María Alejandra Rojas trabaja actualmente en Zara Unicentro, en Bogotá, y decidió hacer pública una denuncia por una caída que sufrió el 23 de agosto durante una actividad de integración de la empresa. Según ella, después del accidente comenzó a enfrentar dificultades para acceder a atención médica mediante la ARL, además de situaciones en su trabajo y con el lugar donde reside.
Rojas dijo para La FM que ingresó a Zara el 20 de agosto de este año con un contrato indefinido como cajera.

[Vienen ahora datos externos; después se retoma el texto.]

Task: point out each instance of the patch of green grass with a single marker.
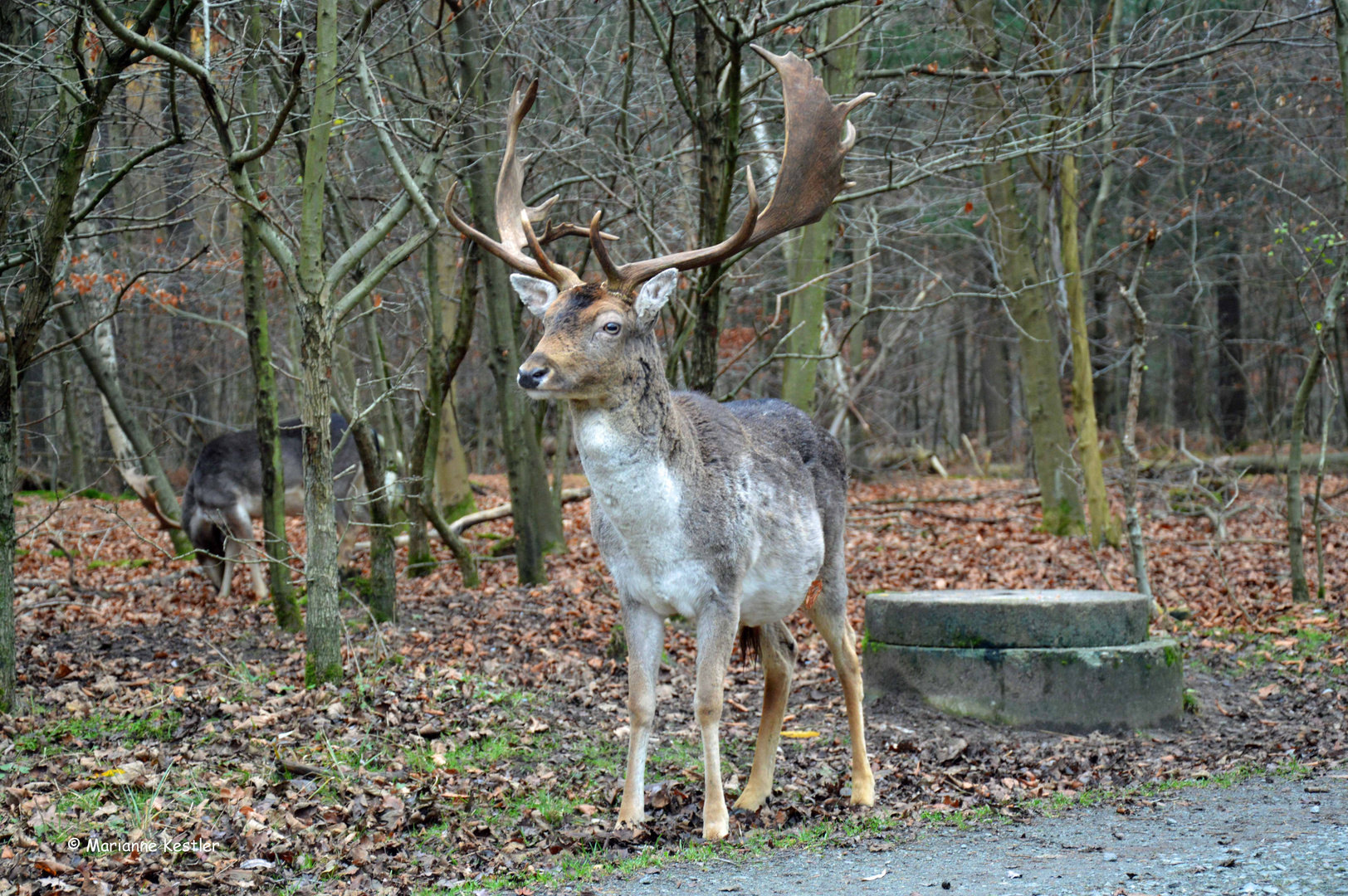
(54, 738)
(129, 563)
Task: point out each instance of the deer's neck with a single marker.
(634, 425)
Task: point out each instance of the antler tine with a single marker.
(555, 232)
(818, 135)
(514, 259)
(512, 216)
(552, 271)
(600, 251)
(637, 272)
(812, 162)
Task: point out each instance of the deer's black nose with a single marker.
(531, 376)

La trabajadora cuenta que, al momento de comenzar sus labores, explicó que no tenía zapatos deportivos porque sus trabajos anteriores eran en áreas administrativas. Por esa razón, preguntó si podía trabajar con tacones y recibió autorización para utilizarlos.
Al día siguiente una trabajadora identificada como Luisa le entregó unos zapatos y le indicó que se debía a su dotación. Rojas asegura que recibió el calzado y comenzó a utilizarlo bajo esa instrucción.
La trabajadora afirma que nunca pensó que esos zapatos terminarían en una discusión dentro de la tienda. Actualmente, ella sigue trabajando en Zara.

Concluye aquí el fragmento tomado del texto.